As part of its green agenda, the government has laid out plans for the sale of petrol and diesel cars to be banned by 2030. While these plans have come under fire from the Public Accounts Committee for being unacceptably vague, the direction of travel is clear: sooner or later, the UK will be a nation where electric cars are driven, and traditional internal-combustion-engine powered cars are not.

Preparing for the Shift

If you’re going to be investing in a new car over the next decade, then you’ll be faced with a decision. You can either get ahead of the curve and invest in an electric car, or you can stick with the petrol-driven one while you still can.

There are a few factors to consider, here, among the most important of them being the behaviour of other motorists. If there’s a pronounced shift away from the electric car in the future, then you might find that the availability of traditional filling stations begins to slump. If you’re able to cope with an electric vehicle now, then you’ll find it easier in the future when charging infrastructure is improved. Also contact Downtown Electrical we help you with future planning so you’ll know how your electric vehicle charging project can expand in the future.

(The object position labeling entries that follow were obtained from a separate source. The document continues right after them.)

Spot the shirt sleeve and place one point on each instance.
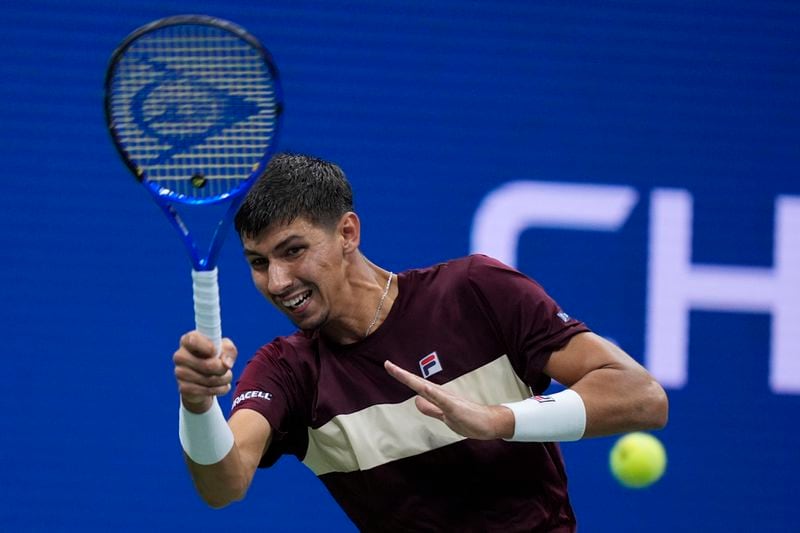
(529, 323)
(270, 386)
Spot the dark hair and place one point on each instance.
(291, 187)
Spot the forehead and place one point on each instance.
(278, 234)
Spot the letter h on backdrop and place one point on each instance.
(676, 286)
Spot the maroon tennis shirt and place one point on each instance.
(474, 325)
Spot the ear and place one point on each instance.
(349, 230)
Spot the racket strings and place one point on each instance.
(195, 108)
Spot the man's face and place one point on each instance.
(299, 268)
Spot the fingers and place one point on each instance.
(199, 372)
(431, 392)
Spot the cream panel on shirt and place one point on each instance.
(383, 433)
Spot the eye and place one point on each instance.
(258, 263)
(294, 251)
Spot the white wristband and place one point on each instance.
(559, 417)
(206, 438)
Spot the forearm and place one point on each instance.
(212, 455)
(221, 483)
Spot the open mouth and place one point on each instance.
(296, 302)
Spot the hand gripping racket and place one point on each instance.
(194, 106)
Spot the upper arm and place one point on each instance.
(252, 435)
(618, 393)
(584, 353)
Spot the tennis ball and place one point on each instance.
(638, 460)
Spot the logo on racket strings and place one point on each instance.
(183, 113)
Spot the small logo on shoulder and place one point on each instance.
(251, 395)
(430, 365)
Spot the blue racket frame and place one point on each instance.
(166, 199)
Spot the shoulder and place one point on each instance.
(295, 353)
(456, 270)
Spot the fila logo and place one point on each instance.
(429, 365)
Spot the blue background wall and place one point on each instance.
(428, 106)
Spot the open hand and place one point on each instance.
(465, 417)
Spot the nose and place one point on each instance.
(278, 278)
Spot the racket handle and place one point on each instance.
(207, 318)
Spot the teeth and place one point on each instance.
(296, 302)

Will you be able to sell your old car?

You might wonder what the 2030 ban means for owners of petrol and diesel cars. The good news is that second-hand sales aren’t effected (if they were, then one of the major consequences of the ban would be an enormous amount of waste). Consequently, you’ll still be able to sell your existing car, and you’ll still be able to buy petrol and diesel cars on the second-hand market. In fact, the ban of new car sales may well lead to a spike in demand for second-hand sales, which may push prices up in the short-term. Of course, it’s difficult to say with certainty when the best time to sell might be.

Hybrid cars aren’t going to be banned as soon as 2030 rolls in, but five years later in 2035. As such, they might represent an acceptable compromise for some drivers during this transition period.

If you’re driving a classic car, then you might find it increasingly difficult to keep it fuelled – and the cost of clean-air zones might become prohibitive. There are no plans to force these vehicles off the road, entirely, however – and they remain a popular investment. We should remember, however, that there’s no way of being sure of what action future governments might take – and that in the long term, electric vehicles are the safer option.